Elle y retourna plusieurs fois pendant le voyage, et cela réveilla la curiosité et les bruits. Mme de Maintenon y allait souvent de Fontainebleau, et à la fin on s'y était accoutumé.

Dans ce couvent était professe une Mauresse inconnue à tout le monde, et qu'on ne montrait à personne. Bontems, premier valet de chambre et gouverneur de Versailles, dont j'ai parlé, par qui les choses du secret domestique du roi passaient de tout temps, l'y avait mise toute jeune, avait payé une dot qui ne se disait point, et de plus continuait une grosse pension tous les ans. Il prenait exactement soin qu'elle eût son nécessaire, et tout ce qui peut passer pour abondance à une religieuse, et que tout ce qu'elle pouvait désirer de toute espèce de douceurs lui fût fourni.

La feue reine y allait souvent de Fontainebleau, et prenait grand soin du bien-être du couvent, et Mme de Maintenon après elle. Ni l'une ni l'autre ne prenaient pas un soin direct de cette Mauresse qui pût se remarquer, mais elles n'y étaient pas moins attentives.

Elles ne la voyaient pas toutes les fois qu'elles y allaient, mais souvent pourtant, et avec une grande attention à sa santé, à sa conduite et à celle de la supérieure à son égard. Monseigneur y a été quelquefois, et les princes ses enfants une ou deux fois, et tous ont demandé et vu la Mauresse avec bonté.
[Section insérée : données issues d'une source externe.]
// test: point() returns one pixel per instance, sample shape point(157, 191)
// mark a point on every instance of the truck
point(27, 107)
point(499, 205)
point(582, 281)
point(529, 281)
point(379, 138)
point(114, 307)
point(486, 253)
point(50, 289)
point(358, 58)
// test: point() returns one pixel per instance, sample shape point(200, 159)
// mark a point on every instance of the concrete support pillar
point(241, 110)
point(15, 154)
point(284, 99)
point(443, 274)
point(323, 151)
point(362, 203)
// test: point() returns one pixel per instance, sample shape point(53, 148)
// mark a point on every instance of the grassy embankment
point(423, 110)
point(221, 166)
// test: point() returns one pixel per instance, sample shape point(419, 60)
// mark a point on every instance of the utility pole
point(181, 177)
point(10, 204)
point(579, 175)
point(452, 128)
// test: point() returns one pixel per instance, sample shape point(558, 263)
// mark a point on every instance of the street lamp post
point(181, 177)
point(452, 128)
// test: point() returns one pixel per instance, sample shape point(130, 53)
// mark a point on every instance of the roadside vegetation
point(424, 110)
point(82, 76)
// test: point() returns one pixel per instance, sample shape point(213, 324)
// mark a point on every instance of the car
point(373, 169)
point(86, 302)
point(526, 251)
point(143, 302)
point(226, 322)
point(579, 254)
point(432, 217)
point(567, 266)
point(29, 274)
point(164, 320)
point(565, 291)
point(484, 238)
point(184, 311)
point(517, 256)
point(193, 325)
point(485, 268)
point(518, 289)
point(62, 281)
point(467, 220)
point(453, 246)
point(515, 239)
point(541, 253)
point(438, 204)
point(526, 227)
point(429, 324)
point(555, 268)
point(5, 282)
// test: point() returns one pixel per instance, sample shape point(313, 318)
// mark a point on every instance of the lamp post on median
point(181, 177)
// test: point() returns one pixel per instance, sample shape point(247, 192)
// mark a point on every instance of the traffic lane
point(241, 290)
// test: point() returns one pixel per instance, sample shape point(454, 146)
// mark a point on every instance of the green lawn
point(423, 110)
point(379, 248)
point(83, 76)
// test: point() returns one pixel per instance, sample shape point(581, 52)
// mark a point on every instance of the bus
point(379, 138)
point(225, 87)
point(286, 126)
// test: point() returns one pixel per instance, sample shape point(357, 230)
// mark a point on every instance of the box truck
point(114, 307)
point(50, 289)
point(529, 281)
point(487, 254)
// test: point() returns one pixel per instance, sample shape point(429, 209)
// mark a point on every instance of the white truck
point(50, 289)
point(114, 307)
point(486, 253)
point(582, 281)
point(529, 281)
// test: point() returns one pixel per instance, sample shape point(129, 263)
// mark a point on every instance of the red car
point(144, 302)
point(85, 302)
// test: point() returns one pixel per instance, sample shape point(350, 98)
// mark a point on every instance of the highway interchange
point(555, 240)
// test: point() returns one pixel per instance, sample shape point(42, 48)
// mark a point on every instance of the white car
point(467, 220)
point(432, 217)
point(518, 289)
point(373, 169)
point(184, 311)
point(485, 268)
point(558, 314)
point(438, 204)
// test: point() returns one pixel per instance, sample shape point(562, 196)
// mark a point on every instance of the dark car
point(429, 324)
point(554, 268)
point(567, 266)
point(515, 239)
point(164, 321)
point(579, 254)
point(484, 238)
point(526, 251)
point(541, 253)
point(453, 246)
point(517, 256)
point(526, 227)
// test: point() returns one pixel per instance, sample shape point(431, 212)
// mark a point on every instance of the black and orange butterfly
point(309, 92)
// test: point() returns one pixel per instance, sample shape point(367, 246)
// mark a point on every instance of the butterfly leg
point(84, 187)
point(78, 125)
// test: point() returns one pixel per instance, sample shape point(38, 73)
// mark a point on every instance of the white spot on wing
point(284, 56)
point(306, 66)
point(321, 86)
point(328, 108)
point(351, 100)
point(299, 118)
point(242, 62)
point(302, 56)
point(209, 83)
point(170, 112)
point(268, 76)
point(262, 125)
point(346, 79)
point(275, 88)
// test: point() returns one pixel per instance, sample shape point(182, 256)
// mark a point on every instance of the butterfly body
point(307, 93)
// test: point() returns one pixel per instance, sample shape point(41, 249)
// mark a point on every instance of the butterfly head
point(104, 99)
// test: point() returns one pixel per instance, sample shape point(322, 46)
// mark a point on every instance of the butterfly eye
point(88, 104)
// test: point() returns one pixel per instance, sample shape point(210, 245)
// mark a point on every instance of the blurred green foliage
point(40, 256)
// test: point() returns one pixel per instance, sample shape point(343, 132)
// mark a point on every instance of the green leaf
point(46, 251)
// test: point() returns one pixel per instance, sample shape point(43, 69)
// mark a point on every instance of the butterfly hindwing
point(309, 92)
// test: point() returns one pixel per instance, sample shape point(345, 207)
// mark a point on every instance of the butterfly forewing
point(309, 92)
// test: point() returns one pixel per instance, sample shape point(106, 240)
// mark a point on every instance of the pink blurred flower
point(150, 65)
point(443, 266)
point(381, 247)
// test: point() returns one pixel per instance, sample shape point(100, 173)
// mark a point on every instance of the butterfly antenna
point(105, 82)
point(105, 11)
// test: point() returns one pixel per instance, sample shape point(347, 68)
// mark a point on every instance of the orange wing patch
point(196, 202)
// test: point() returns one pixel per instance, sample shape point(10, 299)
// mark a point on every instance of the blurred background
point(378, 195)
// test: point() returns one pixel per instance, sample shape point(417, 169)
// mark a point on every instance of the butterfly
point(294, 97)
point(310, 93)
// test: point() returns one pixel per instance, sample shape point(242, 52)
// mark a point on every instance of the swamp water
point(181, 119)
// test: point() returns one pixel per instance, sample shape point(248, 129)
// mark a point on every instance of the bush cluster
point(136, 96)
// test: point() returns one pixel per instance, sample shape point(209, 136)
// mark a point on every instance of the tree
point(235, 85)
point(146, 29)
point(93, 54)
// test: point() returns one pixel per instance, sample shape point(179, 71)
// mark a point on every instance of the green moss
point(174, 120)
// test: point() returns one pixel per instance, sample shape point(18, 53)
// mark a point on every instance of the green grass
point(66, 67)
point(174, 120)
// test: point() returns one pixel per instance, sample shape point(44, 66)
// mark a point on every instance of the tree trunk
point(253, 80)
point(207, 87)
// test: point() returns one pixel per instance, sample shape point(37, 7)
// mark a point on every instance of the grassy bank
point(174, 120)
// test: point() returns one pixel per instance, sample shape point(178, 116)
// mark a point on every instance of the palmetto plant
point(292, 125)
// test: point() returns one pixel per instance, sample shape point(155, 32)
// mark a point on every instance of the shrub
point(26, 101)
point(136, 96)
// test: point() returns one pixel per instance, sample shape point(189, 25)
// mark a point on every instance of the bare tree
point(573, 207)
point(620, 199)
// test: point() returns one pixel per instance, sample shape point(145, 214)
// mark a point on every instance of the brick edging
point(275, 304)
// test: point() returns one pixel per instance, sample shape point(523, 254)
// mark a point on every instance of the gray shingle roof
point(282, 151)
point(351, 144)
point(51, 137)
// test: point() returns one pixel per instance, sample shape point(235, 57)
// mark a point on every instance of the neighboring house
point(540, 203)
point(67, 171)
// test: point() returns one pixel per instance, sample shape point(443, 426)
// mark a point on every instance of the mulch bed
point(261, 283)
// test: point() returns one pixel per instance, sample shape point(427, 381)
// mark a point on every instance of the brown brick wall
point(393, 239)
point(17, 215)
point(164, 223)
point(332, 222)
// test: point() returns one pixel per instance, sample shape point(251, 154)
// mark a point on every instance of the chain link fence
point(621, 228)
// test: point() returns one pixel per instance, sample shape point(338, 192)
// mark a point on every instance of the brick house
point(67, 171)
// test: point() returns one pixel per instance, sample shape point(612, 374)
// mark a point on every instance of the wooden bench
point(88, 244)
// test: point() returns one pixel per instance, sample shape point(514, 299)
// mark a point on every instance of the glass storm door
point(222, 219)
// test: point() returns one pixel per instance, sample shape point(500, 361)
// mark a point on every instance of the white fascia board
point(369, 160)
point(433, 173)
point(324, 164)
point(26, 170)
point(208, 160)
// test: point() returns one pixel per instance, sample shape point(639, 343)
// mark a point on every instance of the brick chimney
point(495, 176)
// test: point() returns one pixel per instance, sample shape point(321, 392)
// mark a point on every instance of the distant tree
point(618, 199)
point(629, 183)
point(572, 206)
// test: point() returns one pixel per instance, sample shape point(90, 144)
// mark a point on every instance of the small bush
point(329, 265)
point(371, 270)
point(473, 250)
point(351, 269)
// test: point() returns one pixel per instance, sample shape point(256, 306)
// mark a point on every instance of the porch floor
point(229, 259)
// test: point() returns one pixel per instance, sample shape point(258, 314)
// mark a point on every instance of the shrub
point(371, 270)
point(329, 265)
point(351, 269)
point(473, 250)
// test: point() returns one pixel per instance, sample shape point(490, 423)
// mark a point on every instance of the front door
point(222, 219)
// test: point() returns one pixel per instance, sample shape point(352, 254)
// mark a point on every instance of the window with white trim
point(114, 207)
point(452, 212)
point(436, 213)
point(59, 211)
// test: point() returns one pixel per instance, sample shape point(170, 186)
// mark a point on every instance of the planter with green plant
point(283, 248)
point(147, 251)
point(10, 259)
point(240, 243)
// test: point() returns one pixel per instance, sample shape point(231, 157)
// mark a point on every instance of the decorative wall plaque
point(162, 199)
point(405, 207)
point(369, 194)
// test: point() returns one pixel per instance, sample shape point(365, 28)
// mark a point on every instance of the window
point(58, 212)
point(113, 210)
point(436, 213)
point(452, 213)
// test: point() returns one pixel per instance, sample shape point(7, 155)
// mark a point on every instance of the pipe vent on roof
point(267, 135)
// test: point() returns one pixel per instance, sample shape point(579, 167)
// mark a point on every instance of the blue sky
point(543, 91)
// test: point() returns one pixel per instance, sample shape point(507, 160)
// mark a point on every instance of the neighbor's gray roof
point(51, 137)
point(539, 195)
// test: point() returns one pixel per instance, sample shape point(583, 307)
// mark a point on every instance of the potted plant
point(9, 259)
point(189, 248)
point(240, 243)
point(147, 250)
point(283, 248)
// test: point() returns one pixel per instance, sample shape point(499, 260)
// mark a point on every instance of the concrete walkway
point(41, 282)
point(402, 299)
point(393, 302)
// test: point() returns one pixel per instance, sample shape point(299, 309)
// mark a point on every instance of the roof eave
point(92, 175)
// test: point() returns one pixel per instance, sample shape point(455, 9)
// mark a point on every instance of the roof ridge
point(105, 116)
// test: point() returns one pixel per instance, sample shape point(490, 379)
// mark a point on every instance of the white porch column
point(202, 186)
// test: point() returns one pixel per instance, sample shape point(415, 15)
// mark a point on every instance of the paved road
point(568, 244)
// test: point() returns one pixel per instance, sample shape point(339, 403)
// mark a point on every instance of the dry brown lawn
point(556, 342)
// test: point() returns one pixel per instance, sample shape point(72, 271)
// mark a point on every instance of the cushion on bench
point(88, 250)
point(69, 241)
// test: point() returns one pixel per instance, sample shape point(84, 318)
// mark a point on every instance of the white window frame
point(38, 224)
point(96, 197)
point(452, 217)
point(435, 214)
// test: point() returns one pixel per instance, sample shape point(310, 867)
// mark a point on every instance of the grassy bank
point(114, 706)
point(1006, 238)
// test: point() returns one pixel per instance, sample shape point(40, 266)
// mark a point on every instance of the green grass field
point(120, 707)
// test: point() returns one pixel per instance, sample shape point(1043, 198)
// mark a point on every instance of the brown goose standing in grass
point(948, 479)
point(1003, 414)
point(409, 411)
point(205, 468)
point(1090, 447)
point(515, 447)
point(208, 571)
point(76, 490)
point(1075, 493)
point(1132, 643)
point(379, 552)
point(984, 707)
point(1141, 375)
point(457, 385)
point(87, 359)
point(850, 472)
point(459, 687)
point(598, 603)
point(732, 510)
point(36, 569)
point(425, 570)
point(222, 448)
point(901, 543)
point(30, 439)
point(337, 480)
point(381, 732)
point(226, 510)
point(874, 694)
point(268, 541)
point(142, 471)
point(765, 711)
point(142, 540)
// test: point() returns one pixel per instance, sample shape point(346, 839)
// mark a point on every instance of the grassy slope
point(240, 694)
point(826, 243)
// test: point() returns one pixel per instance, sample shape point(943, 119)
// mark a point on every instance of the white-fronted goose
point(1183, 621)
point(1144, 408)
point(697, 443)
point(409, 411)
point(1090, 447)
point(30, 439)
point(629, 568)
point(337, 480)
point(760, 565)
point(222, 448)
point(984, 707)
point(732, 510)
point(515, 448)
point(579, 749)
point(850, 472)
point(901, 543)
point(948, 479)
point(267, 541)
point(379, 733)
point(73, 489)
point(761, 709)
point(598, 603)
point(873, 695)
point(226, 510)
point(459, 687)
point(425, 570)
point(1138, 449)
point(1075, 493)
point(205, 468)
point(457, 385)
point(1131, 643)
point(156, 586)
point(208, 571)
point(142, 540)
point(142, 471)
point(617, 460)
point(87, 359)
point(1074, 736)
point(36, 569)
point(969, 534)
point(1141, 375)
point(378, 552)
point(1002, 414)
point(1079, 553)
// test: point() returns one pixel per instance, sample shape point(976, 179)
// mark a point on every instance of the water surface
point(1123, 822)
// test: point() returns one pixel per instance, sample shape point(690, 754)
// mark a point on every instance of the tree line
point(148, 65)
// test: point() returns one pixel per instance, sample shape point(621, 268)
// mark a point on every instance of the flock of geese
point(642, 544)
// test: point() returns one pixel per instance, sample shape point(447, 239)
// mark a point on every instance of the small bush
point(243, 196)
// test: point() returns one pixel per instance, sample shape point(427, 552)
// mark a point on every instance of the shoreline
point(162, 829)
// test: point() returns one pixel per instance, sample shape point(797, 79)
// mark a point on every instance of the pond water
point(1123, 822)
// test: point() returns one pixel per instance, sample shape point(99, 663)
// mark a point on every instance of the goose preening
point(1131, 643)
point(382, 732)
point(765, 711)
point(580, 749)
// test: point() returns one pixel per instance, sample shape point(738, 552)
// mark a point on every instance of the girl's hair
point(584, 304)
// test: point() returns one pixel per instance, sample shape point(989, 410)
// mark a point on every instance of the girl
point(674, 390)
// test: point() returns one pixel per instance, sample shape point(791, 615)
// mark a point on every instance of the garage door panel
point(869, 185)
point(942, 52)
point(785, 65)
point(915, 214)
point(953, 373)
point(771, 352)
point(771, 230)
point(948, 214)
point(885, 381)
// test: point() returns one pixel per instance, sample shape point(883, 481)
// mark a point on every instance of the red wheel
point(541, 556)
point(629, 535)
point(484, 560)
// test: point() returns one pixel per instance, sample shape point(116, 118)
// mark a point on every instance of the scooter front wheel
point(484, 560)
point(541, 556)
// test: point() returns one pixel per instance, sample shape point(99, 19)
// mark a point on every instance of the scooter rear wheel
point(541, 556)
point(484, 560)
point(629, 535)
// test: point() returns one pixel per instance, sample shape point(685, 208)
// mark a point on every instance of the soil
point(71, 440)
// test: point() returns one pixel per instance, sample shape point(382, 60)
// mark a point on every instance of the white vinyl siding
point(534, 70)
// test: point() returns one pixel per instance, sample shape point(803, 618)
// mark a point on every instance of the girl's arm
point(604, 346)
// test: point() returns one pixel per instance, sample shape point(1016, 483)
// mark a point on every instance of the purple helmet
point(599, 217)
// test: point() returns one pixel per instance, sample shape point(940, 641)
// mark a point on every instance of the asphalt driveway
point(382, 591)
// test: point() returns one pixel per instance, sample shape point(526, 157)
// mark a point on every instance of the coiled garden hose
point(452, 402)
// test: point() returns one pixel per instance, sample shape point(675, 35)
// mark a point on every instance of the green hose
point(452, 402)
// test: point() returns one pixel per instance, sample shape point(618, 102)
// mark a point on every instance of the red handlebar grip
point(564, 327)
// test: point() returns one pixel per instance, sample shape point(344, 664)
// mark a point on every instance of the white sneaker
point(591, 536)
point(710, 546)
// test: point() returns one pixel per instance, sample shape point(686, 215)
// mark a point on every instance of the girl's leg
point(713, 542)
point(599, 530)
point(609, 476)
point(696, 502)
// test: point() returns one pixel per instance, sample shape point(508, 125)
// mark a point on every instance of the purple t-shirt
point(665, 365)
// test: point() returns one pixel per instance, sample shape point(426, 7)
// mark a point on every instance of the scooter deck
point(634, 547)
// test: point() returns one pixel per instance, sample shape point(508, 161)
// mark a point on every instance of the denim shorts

Elle était là avec plus de considération que la personne la plus connue et la plus distinguée, et se prévalait fort des soins qu'on prenait d'elle et du mystère qu'on en faisait, et quoiqu'elle vécût régulièrement, on s'apercevait bien que la vocation avait été aidée.

Il lui échappa une fois, entendant Monseigneur chasser dans la forêt, de dire négligemment : «C'est mon frère qui chasse.»

On prétendait qu'elle était fille du roi et de la reine, que sa couleur l'avait fait cacher et disparaître et publier que la reine avait fait une fausse couche, et beaucoup de gens de la cour en étaient persuadés.

Quoi qu'il en soit, la chose est demeurée une énigme.

Nota
(*) Il s'agit probablement de Marie-Anne, officiellement fille de Louis XIV et de Marie-Thérèse d'Autriche (1638-1683) née le 16 novembre 1664 et déclarée décédée le 26 décembre 1664. Cette princesse royale serait née selon les témoins de sa naissance la peau noire.

(**) Nabo, jeune et joli page nain de couleur noire avait été amené à la Cour par l'amiral François de Vendôme, duc de Beaufort, comme cadeau offert à la reine Marie-Thérèse par le roi du Dahomey (actuel Bénin).

Le médecin présent à la naissance expliqua au Roi que la présence de Nabo durant la grossesse de la Reine avait pu influencer la couleur de peau de l'enfant: «Sire, il peut suffire d'un regard». Ce à quoi Louis XIV répondit: «Vous me parlez là de regards bien pénétrants». Il admettait donc une possible infidélité de la Reine. Celle-ci, connue pour sa candeur, aurait aussi pu être abusée par Nabo.

(***) Il existe à la bibliothèque Sainte Geneviève, à Paris le portrait d'une religieuse mulâtresse, revêtue de l'habit des bénédictines. Ce portrait, qui est de l'époque où vivait la Mauresse, paraît être le sien (M. Sollier).